EsubLiquid = – a times DropletRadius cubed
but to get there, a new surface has to be formed that previously did not exist:
EsubSurface = + b times DropletRadius squared
thus in toto the energy released during phase transformation is
EsubTransformation = EsubSurface – EsubLiquid = b times DropletRadius squared – a times DropletRadius cubed
(a and b are taken as constants here, describing volume and surface energy respectively. Both are positive scalars)

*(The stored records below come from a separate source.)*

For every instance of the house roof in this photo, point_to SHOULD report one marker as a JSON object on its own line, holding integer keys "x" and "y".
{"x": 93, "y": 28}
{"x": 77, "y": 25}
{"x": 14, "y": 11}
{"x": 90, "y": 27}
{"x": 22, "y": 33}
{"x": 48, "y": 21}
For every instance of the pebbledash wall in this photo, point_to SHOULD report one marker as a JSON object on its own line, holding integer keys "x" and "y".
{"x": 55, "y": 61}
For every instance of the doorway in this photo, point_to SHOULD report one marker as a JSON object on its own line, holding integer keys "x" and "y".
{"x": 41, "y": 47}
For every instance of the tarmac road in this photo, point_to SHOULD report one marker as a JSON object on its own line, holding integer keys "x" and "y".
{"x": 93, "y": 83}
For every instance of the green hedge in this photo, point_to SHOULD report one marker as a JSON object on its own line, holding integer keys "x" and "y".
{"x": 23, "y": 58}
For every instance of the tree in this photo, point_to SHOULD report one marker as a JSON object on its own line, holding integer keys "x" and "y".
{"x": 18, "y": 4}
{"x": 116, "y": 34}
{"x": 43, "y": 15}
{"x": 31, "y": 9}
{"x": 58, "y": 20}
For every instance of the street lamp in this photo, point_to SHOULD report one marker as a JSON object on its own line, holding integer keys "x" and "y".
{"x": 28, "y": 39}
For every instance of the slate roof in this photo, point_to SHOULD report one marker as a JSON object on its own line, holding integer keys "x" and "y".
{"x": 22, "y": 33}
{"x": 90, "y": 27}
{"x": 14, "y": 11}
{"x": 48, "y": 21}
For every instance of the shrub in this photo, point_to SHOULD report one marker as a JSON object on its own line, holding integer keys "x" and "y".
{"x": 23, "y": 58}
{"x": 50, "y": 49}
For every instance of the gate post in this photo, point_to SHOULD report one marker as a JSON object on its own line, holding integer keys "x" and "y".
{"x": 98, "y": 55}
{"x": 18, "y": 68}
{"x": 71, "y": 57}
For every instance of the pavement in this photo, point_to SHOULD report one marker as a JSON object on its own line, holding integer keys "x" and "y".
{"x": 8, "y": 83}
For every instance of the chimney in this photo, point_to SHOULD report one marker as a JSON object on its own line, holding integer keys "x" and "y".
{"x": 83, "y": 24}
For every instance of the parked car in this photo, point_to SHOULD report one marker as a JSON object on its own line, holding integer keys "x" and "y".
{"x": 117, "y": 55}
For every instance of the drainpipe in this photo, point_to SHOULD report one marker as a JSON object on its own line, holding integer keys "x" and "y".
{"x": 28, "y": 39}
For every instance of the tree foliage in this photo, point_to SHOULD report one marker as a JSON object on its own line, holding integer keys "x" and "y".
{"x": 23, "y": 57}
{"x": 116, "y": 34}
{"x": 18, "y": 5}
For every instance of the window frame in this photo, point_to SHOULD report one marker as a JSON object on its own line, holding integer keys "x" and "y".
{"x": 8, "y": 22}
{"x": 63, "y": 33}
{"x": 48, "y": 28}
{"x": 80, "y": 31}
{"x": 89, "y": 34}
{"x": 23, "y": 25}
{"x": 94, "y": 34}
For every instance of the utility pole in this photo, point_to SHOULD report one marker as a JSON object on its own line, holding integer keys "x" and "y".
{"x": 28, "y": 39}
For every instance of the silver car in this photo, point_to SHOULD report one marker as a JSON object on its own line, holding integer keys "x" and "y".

Since a particle will occupy a volume, it also must have a surface. Thus, what I have presented here must hold for any quantum particle as well, and not just for the gas -> liquid transition. It also means that a particle is located, in the framework given by figure 3 of the first post, on the graph, in the boundaries given by
0 >= V >= -1 and 2 >= T >= -2
It also means that, in the framework of the only figure of this post, particles will have complex mass and can travel at velocities both smaller and larger than the velocity of light, as they exist somewhere on the curve between
0 <= V <=2 and -2 <= T <= 2
and not on either minimum of the potential.
And lastly: please explain what a potential density is. I have taken potential here to mean potential energy as a function of some coordinates (x,y,z,t), and have no idea what to divide it by to obtain a density. And also, please explain what and vev is, since that (operator?) never appeared anywhere in my math training.
Density: literally, energy per unit volume as a function of position (x,y,z) and time (t). Nothing more.
Regarding uncertainty and thermodynamics: these are fair questions. There’s a lot of dissipation going on that would require further discussion. You are correct that as the universe cools, thermal fluctuations in the H and W fields are large, but they dissipate because the H and W particles (i.e. ripples in those fields) decay; this helps these fields find their minima very rapidly, on microscopic time scales, once the temperature is low enough that the H and W particles can’t be produced by thermal effects (k_B T < m c^2 ). In the end all the unstable particles of the Standard Model decay into more stable ones, and the fields for those particles reach their minima. What remains is the photon and neutrino radiation from the heat of the early universe, along with a small number of stable particles (electrons, protons, neutrons, and a few of their anti-particles, which are for some reason rare.)
Quantum fluctuations of the fields around their minima are not relevant for this story, but yes, that requires a long discussion too. What we mean by "the potential" has to be unpacked; what I'm really using here, though it's not obvious at all, is a quantum-corrected version of the potential, so many of these effects have implicitly begin accounted for already. But that gets us into the concept of "renormalization" (i.e. accounting properly for the shifts caused by quantum effects *before* you start calculating) and this is a long story that is not illuminating for my current purposes.
This is just a test, maybe this form prints, using > and < as brackets in a comment has some unexpected consequences:
And also, please explain what and vev is,
End of test
“vev” stands for Vacuum Expectation Value. It was defined on the first page, https://profmattstrassler.com/technical-zone/the-triplet-the-w-mass/1-the-vacuum-of-field-theory/ , but I should have reiterated it here.
Test failed, the comment system removes automatically anything that is between > and H < (operator?) is.
Not sure what to do about that; maybe if you use a slash before the greater than sign? Note also that v_H is another way to write “vev of H” and maybe you’ll have to use that in comments.